New to Programming and Codea

Ha! Ha! Ha! :)) Good one.

Time to type the coooode! Ha! Ha! Ha! It’s all about the code and how you
code it! It’s about syntax and if you take it. It’s all about Lua and if you can learn it. It’s all about the pain and who’s gonna make it! I am the code you don’t wanna code me!

Pro Wrestling Entrance theme parody I just thought of.
Pretty Corny but anyway trying to have some fun.

Fun is why we’re all here!

Needs some help here. Right now I’m doing exercises from the ebook
Lua for beginners. I am trying to do the first loop exercise. I believe I have everything right
here. But the code keeps printing out 5050 instead of 100. I want find out what is going on and move on to the next exercise and not spend two hours trying to figure out why it’s not printing 100.
Please help!

The code is this

function setup()
  
  total=0
 
   for i = 1,100 do
    
    total = total + i 
end

print(total)
    
end

That’s because each time it runs the for loop, it adds more to it. If you want it to add one every time it runs the for loop, say total = total + 1. Every time it runs the for loop, i is one more. i, in that case, is basically how many times it’s ran the for loop. So it adds like this:

It's like this: total + index
0 + 1
1 + 2
3 + 3
6 + 4
10 + 5
15 + 6
21 + 7
28 + 8
36 + 9
45 + 10
55 + 11... etc. Ends up as 5050.

In short, what Dave said after this. :stuck_out_tongue:

What you’re doing is adding all of the numbers from 1 to 100. That adds up to 5050.
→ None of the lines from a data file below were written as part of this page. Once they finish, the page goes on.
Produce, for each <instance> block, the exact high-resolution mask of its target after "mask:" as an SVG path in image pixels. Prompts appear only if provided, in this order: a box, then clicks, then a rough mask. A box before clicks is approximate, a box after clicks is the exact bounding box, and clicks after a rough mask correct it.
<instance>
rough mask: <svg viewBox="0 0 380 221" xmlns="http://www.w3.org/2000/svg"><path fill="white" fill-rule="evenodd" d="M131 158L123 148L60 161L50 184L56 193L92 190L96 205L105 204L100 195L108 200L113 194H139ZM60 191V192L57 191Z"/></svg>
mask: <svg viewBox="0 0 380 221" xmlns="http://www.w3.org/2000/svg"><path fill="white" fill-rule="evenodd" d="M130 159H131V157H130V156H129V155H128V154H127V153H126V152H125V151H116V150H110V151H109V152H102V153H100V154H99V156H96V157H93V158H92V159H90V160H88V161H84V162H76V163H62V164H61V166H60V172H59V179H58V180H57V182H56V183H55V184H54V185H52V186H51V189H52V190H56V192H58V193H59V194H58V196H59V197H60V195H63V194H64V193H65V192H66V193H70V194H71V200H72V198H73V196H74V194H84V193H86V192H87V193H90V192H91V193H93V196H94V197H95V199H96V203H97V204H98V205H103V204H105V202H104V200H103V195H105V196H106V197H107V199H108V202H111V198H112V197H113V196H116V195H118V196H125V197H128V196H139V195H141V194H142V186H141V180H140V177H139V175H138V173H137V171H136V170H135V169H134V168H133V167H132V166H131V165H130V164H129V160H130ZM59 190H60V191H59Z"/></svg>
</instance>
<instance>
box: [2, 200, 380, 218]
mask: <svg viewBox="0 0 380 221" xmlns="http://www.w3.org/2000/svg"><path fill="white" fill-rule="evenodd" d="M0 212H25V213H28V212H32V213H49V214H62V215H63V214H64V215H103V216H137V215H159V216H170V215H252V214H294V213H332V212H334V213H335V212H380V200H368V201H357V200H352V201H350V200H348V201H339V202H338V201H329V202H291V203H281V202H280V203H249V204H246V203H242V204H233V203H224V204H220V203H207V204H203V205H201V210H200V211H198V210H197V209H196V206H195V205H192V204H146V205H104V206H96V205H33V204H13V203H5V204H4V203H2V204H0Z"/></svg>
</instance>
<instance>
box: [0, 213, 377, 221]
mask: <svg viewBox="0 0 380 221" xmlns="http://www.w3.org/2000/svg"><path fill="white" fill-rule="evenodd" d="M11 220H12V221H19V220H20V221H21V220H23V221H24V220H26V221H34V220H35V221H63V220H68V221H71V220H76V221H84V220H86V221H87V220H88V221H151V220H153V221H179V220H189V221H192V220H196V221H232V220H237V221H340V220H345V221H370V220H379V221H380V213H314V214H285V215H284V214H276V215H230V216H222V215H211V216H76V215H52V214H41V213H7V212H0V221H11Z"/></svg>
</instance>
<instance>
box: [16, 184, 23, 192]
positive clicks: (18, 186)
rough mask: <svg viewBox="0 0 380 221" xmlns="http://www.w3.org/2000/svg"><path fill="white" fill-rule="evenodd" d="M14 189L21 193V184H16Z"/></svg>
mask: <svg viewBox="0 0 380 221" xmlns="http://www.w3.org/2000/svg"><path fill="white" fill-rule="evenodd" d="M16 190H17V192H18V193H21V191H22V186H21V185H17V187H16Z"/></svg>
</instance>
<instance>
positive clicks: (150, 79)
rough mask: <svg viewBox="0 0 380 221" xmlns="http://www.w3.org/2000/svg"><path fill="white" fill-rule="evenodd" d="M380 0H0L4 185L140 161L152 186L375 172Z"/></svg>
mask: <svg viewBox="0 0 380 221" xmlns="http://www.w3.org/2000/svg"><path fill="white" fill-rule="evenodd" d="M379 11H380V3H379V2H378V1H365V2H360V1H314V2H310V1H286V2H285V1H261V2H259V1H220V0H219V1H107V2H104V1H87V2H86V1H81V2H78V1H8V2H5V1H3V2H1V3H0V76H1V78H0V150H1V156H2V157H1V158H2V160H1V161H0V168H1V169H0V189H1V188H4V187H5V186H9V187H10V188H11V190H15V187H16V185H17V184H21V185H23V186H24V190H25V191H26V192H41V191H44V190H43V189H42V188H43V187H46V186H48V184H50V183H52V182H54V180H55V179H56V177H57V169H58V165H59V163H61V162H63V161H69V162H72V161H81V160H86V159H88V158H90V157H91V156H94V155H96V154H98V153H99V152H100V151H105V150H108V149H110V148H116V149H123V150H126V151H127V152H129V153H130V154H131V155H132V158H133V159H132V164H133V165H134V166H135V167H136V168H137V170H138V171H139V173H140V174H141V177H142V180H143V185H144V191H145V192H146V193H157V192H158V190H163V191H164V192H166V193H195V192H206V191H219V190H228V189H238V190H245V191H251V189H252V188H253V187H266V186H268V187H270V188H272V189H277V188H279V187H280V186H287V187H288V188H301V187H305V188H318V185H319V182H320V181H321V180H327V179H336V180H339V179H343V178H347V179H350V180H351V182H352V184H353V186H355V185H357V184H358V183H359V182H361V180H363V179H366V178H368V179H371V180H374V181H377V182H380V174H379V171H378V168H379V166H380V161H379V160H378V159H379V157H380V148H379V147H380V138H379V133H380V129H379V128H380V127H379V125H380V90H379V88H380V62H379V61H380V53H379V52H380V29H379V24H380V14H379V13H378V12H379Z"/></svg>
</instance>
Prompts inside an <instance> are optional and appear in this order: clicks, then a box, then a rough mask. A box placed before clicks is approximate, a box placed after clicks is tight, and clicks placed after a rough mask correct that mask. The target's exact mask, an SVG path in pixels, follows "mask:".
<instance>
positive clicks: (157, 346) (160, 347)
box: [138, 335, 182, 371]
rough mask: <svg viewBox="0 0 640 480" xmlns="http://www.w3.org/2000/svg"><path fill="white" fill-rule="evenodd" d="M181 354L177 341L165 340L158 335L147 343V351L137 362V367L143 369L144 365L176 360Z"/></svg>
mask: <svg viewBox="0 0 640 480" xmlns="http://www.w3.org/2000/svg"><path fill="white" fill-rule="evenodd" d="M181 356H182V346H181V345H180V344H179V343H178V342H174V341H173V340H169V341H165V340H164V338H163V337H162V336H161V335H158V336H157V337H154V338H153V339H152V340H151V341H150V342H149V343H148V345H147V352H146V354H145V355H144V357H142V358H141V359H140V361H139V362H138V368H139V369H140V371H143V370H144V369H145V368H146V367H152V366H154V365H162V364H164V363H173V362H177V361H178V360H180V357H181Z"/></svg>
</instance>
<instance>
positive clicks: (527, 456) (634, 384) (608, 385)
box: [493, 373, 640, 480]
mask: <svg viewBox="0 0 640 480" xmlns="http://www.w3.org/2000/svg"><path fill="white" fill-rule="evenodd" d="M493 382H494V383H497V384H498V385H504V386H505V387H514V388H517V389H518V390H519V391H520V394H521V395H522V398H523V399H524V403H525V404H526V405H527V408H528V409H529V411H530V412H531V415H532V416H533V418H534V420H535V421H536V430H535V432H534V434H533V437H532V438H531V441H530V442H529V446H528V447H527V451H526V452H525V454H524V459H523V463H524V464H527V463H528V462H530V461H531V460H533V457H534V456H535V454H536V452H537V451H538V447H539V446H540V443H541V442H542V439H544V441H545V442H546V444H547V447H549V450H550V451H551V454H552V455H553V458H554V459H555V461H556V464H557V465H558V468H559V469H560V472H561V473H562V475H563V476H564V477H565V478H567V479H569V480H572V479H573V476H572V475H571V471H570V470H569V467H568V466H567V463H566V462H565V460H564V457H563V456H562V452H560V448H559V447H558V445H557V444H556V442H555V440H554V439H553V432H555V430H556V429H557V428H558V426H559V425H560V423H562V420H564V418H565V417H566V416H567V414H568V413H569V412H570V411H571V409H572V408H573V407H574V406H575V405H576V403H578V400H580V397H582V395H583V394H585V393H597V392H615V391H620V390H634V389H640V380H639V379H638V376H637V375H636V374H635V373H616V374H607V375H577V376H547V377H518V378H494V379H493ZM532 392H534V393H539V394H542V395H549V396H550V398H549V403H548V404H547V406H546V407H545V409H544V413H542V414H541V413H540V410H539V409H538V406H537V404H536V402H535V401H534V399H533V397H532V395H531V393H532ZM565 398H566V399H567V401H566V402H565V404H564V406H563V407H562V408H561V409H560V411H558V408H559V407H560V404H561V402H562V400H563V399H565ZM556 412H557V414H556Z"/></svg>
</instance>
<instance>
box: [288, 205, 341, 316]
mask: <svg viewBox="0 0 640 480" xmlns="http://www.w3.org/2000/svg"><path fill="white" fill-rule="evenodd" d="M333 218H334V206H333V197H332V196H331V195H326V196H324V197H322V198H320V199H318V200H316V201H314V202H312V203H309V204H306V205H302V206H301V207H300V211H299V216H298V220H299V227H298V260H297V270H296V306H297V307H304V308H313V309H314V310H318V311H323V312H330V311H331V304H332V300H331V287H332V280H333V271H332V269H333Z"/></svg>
It’s not strange, if you want 100 do either total = i or total = total + 1

@strotherdw - I checked the ebook, and it says next to that example “Suppose I want to add up all the numbers from 1 to 100”, which is what the example does.

Keep trying, it is hard at first, but it gets easier, and then it is a lot of fun.

@Ignatz I’m still waiting for the fun part :frowning:

Strange, but thanks for letting me know. However I wish I was told this in the tutorial.

Perhaps in time I’ll get used to these kind of things.

be patient, it is hard at first. Codea is the most fun graphic programming language, but it is still hard work at first. If you ever learned a language, or music, or a new sport, you’ll know what I mean.

I probably should just go through one a chapter a day and then take a break the rest of the day and wait until the next day to start practicing again instead of spending an hour or two reading and doing 3 or 4 chapters in the tutorials. What do you think. Is that a better way for me to practice that way?

@strothererdw learning from a book is usually not much fun.
Alternatively, you could start from one of the ‘step by step projects’ publish recently, like a lunar lander. That would be much more fun.

the step by step tutorials are here (more will be added soon)

https://bitbucket.org/TwoLivesLeft/core/wiki/Step%20by%20step%20projects

@ignatz and to @Jmv38 An idea just occurred to me. I was thinking I could rotate. I could read and do a chapter of Ignaz’s Lua ebook for Beginners and then the next day do one or two of the step by step tutorials and practice more and play around by altering the code of the tutorials for myself to see what works and does not work. (I have encountered quite a few cool surprises when I altered a little bit of some sample codes.). Then the following day read and do a Lua chapter, and the next day do step by step tutorials and then the next day and so on.
What do you think of that plan?

Regarding adding numbers from 1 to 100, see http://www.americanscientist.org/issues/pub/2006/3/gausss-day-of-reckoning

@Andrew_Stacy Thank you for the link. :)>-

Regarding wrestling (aka Lua vs other programming languages) this my FALSE program for adding numbers from 1 to 100 (dedicated to @Andrew_Stacey): 100a:a;$1+*2/. :smiley:
(You can check it here http://www.quirkster.com/iano/js/false-js.html).

Edit: by the way, I dream of a FALSE interpreter in Codea (there is a javascript version, but I write javascript as I write klingon: nil). I-)

I love problems with solutions requiring insight. Try this one (@Andrew_Stacey has to do it in his head).

You are downloading several movies, and your browser estimates the time left for each one. But this is not accurate, because when each one finishes, the others speed up (assuming total bandwidth is constant). So, if the first of four, finishes, the others will speed up by 4/3.

Now, looking at all these estimates on the screen, how can you quickly figure out the time until all have downloaded? There is a surprisingly simple formula for the solution. But the big prize is for being able to explain as simply as possible why that formula is correct.

@Ignatz, and how the formula looks like?